Robert Spence, chief judge for the 16th Judicial Circuit, said the move is needed because cases involving traffic tickets, misdemeanors and ordinance violations that are handled in the branch courts are down about one-third since 2007 because there are fewer officers on the streets writing tickets.
"It's well over 30 percent and close to 40 percent," Spence said Wednesday. "The volume in all the branch courts is down. We thought we could make more efficient use of resources. I've been wanting to do this for quite some time because I felt the branch courts are underutilized. I've always questioned whether they were utilized to their full capacity. It just became obvious that there were certain court days that were underutilized."
The Elgin Branch Court, 150 Dexter Court, will be closed on the first and third Friday of every month. The Aurora Branch Court, 1200 Indian Trail Road, will be closed on the second and fourth Friday of each month. Both locations will be open if a month has a fifth Friday.
The new Kane County Branch Court, 560 Randall Road, St. Charles, will be closed every Monday.
Spence said no workers will be laid off or have their hours reduced, and that the move was not necessarily designed to save costs.

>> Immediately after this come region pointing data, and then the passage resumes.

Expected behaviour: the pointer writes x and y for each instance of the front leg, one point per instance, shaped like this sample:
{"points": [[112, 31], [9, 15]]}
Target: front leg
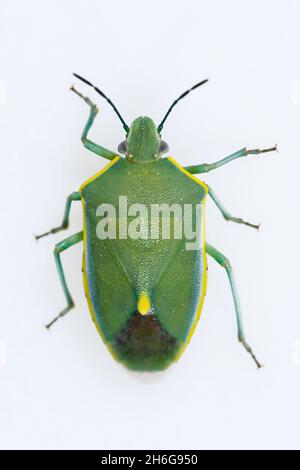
{"points": [[226, 214], [98, 149], [206, 167]]}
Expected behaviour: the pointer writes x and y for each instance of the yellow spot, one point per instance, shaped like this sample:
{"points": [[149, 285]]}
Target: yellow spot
{"points": [[144, 304]]}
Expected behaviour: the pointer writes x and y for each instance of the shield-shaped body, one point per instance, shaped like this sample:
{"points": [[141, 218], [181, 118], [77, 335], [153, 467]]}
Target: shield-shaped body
{"points": [[145, 287]]}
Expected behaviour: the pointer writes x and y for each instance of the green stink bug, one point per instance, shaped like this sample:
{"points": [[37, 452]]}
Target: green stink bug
{"points": [[145, 294]]}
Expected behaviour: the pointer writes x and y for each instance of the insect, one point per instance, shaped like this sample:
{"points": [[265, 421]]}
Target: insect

He said closing the St. Charles branch on Mondays will allow more court security personnel to work at the Kane County Judicial Center on Mondays, which is the busiest day because of trials beginning and potential jurors reporting for duty. The move, Spence said, also will provide an additional judge that normally would be at a branch court to fill in for sick or vacationing judges on Fridays and Mondays.
"We're really just shifting resources to be used in a different manner," he said. "It allows us to provide more coverage of other court calls when (judges) are on vacation, which allows the system to move more efficiently."
Spence predicted that as the economy improves and cities hire more police officers, the number of cases in the branch courts would rebound. Spence said the reduced hours of branch courts does not contradict plans to build an addition onto the judicial center.
He said adding courtrooms where felony cases are handled helps move cases forward and reduces expenses for defendants being held at the county jail while awaiting trial.
Kane County State's Attorney Joe McMahon said the change will allow prosecutors to spend more time out of court preparing for other cases or to help in other high-volume courtrooms.
"We're all under budgetary pressures. If I can redeploy people and resources to other locations, I'm going to do that," McMahon said.